Yes it is a Receipt.
It’s the result of the contractual obligations between the property owner and the management company. The management company when contracted as the property owner’s agent has the legal relationship with the Suppliers, not the property owner.
The management company engages a Glazier to repair a window. The management company enters into a contract with Supplier and carries all the legal responsibilities related to that contract. The property owner is not a party to that contract, therefore has no Supplier relationship. If the management company fails to pay the Glazier, then their legal recourse is against the management company not the property owner.
If the management company has deducted that window repair against the rental income, then the property owner is entitled to claim that expense even though the Glazier remains unpaid as they have “paid” the management company, as their receipt has been reduced by it…
The property owner’s tax return is created based upon the management company’s property income statements, not upon the status of Supplier transactions within the management company’s own accounts, which are outside the property owner’s control.

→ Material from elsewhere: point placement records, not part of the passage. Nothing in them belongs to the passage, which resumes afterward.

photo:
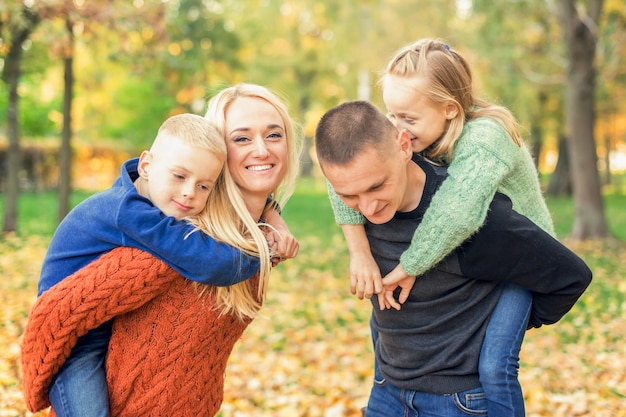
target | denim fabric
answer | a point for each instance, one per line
(80, 387)
(387, 400)
(499, 357)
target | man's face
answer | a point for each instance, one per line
(373, 184)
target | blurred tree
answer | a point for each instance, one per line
(17, 23)
(580, 35)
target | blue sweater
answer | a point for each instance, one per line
(119, 216)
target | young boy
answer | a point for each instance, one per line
(426, 353)
(142, 209)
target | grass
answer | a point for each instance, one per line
(308, 212)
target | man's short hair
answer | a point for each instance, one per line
(348, 129)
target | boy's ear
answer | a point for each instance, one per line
(143, 168)
(451, 111)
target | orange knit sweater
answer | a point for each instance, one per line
(169, 348)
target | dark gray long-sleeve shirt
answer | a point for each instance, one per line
(433, 343)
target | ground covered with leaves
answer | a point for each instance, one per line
(309, 354)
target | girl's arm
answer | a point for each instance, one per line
(119, 281)
(365, 278)
(459, 207)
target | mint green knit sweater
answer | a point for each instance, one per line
(485, 160)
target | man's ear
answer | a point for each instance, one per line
(451, 111)
(143, 168)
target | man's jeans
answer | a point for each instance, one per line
(389, 401)
(80, 387)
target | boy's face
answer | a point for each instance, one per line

Take Expense Claims, the employer reimburses the employee for costs incurred on behalf of the business. The business used by the employee doesn’t become a supplier of the employer nor does the employer have any legal relationship with that business. Therefore, when a property owner reimburses the management company for costs in relation to the property, via the receipt deduction, the property owner is not creating a legal relationship with the Supplier.
Legal contractual obligations are at the top of the tree, accounting is nothing more, repeat, nothing more, than the recording of the financial transactions that have occur under those various legal contractual obligations. Cross purposing those legal obligations to achieve some artificial accounting outcome is quite frankly wrong.
As an aside, it is disturbing to note the number of “accountants” who don’t understand the differential between GST/VAT transactions and accounting transactions. To put it plainly and bluntly - GST/VAT is nothing more then a levy (tax) on qualifying SUPPLY and that is what is reported. It has nothing to do with ACCOUNTING sales and expenses. SUPPLY can either be a Balance Sheet transaction or a Profit & Loss transaction.
What government reporting requires is GST/VAT Sales and the offsetting GST/VAT Purchases.